President Obama yesterday (Oct. 8, 2015) signed into law a bill passed by the Senate and House last week that will reverse a provision in the Affordable Care Act (Obamacare). Without the new law, companies with 51 to 100 employees would have been forced to participate in “small group markets” for health insurance next year rather than “large group plans” as they have in the past.
The ACA had mandated that effective January 1, 2016, the definition of a small group employer would change from its current size (one to 50 employees) to one to 100 employees. Without passage of the new law, businesses with 51 to 100 employees would have been forced to participate in the ACA’s Small Business Health Options Program (SHOP) where they would face new coverage requirements, likely pay higher premiums, and could lose their current plans.
The new bill, the Protecting Affordable Coverage for Employees (PACE) Act will maintain the current definition of a small group market as one to 50 employees but give individual states the flexibility to expand the group size if they feel the market conditions in their state necessitate the change.
(While extremely rare, this isn’t the first Obamacare revision to pass Congress. In 2011, lawmakers voted to eliminate extra paperwork that businesses were going to have to file with the IRS.)
Small Group vs.

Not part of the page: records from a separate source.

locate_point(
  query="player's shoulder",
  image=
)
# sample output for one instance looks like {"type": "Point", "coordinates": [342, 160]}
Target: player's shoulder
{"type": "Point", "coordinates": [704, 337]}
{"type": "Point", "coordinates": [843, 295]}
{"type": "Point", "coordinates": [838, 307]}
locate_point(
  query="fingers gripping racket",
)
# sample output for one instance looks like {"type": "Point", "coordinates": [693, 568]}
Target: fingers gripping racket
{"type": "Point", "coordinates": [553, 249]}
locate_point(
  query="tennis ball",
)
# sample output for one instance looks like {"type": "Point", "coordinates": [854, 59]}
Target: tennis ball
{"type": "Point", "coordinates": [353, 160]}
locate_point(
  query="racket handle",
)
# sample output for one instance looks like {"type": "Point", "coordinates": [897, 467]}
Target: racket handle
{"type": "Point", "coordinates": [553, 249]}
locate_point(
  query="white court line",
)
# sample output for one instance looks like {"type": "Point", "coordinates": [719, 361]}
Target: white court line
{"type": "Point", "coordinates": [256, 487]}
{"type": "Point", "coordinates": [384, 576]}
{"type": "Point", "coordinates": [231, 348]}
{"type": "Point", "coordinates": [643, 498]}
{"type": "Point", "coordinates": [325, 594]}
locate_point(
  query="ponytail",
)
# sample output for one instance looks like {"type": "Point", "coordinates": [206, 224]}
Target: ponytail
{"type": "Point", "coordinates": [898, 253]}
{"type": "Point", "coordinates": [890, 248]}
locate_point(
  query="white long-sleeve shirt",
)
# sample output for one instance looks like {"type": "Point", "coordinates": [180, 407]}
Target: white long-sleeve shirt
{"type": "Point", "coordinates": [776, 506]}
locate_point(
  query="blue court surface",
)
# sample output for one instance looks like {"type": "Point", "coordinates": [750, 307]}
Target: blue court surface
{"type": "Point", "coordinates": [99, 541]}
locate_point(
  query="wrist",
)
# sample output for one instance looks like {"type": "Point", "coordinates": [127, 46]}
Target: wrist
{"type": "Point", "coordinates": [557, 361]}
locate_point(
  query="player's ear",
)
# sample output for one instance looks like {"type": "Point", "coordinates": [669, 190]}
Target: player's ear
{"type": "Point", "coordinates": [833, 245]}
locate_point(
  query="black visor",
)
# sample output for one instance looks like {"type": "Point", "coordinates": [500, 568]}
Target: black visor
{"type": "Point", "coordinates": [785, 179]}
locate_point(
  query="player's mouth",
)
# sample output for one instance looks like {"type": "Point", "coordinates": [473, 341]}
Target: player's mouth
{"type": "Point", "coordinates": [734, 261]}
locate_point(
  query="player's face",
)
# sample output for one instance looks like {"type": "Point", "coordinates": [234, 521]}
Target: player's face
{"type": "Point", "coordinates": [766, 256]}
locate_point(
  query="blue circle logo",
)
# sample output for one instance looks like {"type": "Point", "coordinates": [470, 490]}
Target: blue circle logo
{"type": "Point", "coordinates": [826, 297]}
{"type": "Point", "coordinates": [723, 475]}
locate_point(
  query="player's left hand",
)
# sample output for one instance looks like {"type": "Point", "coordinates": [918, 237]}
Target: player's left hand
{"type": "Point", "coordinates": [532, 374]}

Large Group Markets
“Small employers are treated very differently under the ACA than large employers for purposes of insurance regulation,” Timothy Jost, a professor at the Washington and Lee University School of Law in Lexington, Va., told the Society of Human Resources Management.
For example, small group market plans must:
- Cover 10 essential health benefits.
- Fit into the actuarial value levels (platinum, gold, silver and bronze) defined by the ACA.
- Participate in the risk adjustment program and be part of a single risk pool for setting premiums.
- Only consider age, geographic location, family composition and tobacco use in setting rates.
- Large group plans are not bound by any of these requirements.
The Congressional Budget Office estimated that the PACE Act will reduce the deficit by $400 million over 10 years because it would reduce premiums in the midsize employer market, thus increasing taxable income of employees.
Potential impact on businesses with less than 50 employees?
Businesses that have fewer than 50 employees are not required to provide healthcare insurance under the ACA.
However, those that do provide insurance may see increases in their rates without the addition of the risk pool found in companies with 50–100 employees.
Advocates of requiring the 50–100 employee companies to shift to the small group market argued the move would make insurance for smaller companies more affordable and would stabilize the ACA’s SHOP marketplace by bringing in more participants.